De reina de Polonia a la revolución mexicana

Si Polonia fuese un reino, Hélène Elizabeth Louise Amélie Paula Dolores Poniatowska Amor, Elena Poniatowska, sería su soberana. Hija del heredero de la corona polaca, y de la mexicana Dolores Amor Escandón, Poniatowska nació en París en 1932, donde vivió hasta los nueve años. Cuando estalló la II guerra mundial la madre se refugió en el sur de Francia con sus hijas y luego en México, mientras su padre luchaba con el ejército galo y participaba en el desembarco de Normandía. El México que descubrió Poniatowska en los años 40 fue una revelación, “un ancho patio, una puerta abierta” escribió. Los sonidos de la calle la deslumbraron: los pregones de los vendedores ambulantes, los piropos en la calle, los sones de los mariachis en la Plaza Garibaldi, todo era nuevo, todo se movía, mientras ella aprendía a pronunciar correctamente el español gracias a su nana Magdalena Castillo. Cuando acabó la guerra, reunida al fin la familia en México, el padre fundó unos laboratorios farmaceuticos, y en 1949 Elena fue a estudiar a un internado religioso cerca de Filadelfia.
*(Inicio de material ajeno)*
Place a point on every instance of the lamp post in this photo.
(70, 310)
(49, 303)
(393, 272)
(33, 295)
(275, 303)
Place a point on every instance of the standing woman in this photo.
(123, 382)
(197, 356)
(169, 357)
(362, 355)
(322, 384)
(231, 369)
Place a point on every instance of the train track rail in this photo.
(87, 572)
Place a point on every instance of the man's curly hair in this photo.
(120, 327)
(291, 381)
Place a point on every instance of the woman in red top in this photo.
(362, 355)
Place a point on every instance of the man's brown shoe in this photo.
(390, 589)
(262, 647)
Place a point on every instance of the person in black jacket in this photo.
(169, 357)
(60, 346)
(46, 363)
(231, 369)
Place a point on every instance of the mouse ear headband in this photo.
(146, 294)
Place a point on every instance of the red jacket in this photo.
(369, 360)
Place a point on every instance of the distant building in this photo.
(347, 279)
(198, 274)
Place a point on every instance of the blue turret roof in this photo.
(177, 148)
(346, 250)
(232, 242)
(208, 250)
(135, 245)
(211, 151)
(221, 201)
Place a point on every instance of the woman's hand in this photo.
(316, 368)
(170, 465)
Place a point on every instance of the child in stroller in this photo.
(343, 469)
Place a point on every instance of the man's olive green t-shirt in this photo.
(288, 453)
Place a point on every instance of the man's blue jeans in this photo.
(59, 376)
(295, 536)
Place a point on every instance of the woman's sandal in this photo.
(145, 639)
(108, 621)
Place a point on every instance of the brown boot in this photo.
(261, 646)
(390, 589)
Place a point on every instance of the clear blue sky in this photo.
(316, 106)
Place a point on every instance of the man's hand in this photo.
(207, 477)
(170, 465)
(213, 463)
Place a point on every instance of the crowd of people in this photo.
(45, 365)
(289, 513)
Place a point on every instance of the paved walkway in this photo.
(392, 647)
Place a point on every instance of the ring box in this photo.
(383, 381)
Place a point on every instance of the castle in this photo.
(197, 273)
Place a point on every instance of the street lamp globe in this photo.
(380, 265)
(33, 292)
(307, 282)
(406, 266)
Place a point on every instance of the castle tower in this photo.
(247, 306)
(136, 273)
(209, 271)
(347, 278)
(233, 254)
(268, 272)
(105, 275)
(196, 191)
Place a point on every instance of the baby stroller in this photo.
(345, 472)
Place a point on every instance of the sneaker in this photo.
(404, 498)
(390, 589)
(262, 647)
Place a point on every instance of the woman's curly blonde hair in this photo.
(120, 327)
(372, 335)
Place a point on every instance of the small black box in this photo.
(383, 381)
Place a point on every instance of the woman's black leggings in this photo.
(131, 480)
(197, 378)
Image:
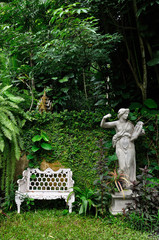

A su regreso, en 1953, su vocación estaba clara: quería ser periodista, y comenzó a trabajar en El Excelsior, donde publicará una entrevista diaria. Autora de crónicas, obras de teatro y novelas en las que lo periodístico se funde con lo narrativo ha dado voz a los sin voz de su país. Valga como ejemplo uno de los personajes que literalmente le “han quitado el aliento”, Josefina Bórquez, la Jesusa Palancares de Hasta no verte Jesús mío (Era, 1969), a quien Poniatowska descubrió gritando desde una azotea en el Centro de la ciudad de México. Jesusa fue una lavandera y médium que participó en la Revolución Mexicana: “Con ella entré en contacto con la pobreza, la de a de veras, la del agua que se recoge en cubetas y se lleva con cuidado para no tirarla, la de la lavada sobre la tablita de lámina porque no hay lavadero, la de la luz que se roba por medio de diablitos…”, recordó al recibir la Medalla al Mérito Ciudadano. Es, siempre lo ha sido, mexicana. Mil veces premiada, sus mejores libros coinciden con novelas sobre mujeres a las que admira, quiere y compadece, como Tina Modotti, la niña violada de La herida de Paulina o Leonora Carrington, exiliada y también mexicana de adopción, a la que ha dedicado la novela galardonada con el premio Biblioteca Breve del que hablamos a continuación.

Un vida cortada

La última de este repoker de exiliadas, única por su invencible nostalgia, es una de las piedras angulares del feminismo español: Clara Campoamor (Madrid, 1888-Lausana-1972). Su vida y trayectoria políticas son bien conocidas. También su lucha por el voto femenino en plena II República, cuando la gran mayoría de los partidos creía que era mejor que la mujer no votase porque carecía de criterio y estaba dirigida por la Iglesia, la derecha y la superstición. Sus debates en las Cortes con Victoria Kent fueron legendarios. Pero no se trata de hablar de política sino de exilio y el de Campoamor comenzó con la guerra civil: en 1937 huyó a París y en 1938 se instaló en Buenos Aires, donde pasó 20 años años, escribiendo biografías de personajes como Concepción Arenal, Sor Juana Inés de la Cruz o Quevedo. Intentó regresar a España pero las acusaciones sobre su pertenencia a la masonería lo impidieron, y tuvo que instalarse en Lausana (Suiza) en 1955, donde murió en 1972. Desde allí confesó, en su correspondencia íntima, lo duro de una “vida cortada” y su “desgarramiento personal”, añorante de “esa juventud batalladora”.